Interpret, but don’t re-write – The Hindu BusinessLine

The job of judges is to interpret the law, not to re-write them, the Supreme Court has said, while overruling an interim order of the Madras High Court. The issue in question was Rule 29(4) of the Copyright Act, which basically makes it mandatory for a broadcaster to get prior permission to use a piece of music or any copyrighted material – in a dispute between Saregama India and Next Radio.

The Madras High Court, after checking the rule against Section 31D of the parent Act, had allowed the broadcaster to give a notice about the use of the copyrighted material after the use, within a stipulated time.
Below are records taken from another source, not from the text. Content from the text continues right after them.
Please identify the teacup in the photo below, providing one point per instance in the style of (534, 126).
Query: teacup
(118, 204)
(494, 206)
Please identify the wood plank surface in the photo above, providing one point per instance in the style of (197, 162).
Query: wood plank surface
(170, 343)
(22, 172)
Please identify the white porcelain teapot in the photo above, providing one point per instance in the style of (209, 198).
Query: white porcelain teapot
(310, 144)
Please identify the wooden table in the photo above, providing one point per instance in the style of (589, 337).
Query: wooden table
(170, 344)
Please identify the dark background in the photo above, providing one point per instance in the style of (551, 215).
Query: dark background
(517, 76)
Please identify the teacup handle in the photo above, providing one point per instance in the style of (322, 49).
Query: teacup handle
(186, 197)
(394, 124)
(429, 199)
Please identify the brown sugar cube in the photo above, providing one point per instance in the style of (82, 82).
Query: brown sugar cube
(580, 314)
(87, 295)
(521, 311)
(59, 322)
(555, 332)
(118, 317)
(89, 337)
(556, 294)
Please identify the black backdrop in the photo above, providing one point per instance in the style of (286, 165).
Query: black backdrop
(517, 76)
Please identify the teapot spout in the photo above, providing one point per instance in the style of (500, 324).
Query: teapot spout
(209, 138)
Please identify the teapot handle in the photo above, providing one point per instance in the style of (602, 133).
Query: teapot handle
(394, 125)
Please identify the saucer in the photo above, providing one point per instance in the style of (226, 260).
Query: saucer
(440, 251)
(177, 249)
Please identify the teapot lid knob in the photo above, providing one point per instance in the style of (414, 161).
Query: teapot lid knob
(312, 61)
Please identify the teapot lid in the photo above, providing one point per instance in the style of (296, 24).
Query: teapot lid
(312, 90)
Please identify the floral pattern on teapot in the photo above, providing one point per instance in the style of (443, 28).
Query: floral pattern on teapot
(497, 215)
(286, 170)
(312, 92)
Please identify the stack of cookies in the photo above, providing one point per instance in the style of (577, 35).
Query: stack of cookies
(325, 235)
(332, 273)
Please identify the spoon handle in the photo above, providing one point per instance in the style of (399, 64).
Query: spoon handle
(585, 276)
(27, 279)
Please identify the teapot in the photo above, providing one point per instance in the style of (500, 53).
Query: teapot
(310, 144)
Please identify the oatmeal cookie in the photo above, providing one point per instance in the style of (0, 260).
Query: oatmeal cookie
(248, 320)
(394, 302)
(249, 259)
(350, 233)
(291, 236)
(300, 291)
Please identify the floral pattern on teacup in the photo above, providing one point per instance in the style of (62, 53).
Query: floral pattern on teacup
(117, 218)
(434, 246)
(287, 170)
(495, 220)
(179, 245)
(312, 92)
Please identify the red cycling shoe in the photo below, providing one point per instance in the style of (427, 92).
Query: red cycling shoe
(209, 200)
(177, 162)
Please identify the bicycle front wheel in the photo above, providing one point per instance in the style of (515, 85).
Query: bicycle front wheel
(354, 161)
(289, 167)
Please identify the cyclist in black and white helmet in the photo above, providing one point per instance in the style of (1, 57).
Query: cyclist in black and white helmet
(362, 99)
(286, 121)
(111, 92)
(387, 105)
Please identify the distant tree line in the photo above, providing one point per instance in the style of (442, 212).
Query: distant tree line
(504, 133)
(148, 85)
The issue went to the Supreme Court. Justice Dr DY Chandrachud observed that “the High Court has substituted the provisions of Rule 29(4) with a regime of iits own, which is made applicable to the broadcasters and the petitioners before it.”

Noting that the court “cannot supplant the terms of the provisions through judicial interpretation by re-writing statutory language,” Justice Chandrachud stressed that “draftsmanship is a function entrusted to the legislature”.

He said, “Craftsmanship on the judicial side cannot transgress into the legislative domain by re-writing the words of a statute. For then, the judicial craft enters the forbidden domain of a legislative draft. That precisely is what the Division Bench of the High Court has done by its interim order.”

Section 31D(2) speaks of the necessity of giving prior notice, in the manner as may be prescribed, of the intention to broadcast the work stating the duration and the territorial coverage of the broadcast, together with the payment of royalties in the manner and at the rates fixed by the Appellate Board.

While the High Court has held the broadcasters down to the requirement of prior notice, it has modified the operation of Rule 29 by stipulating that the particulars which are to be furnished in the notice may be furnished within a period of fifteen days after the broadcast. The interim order converts the second proviso into a “routine procedure” instead of an exception (as the High Court has described its direction). This exercise by the High Court amounts to re-writing.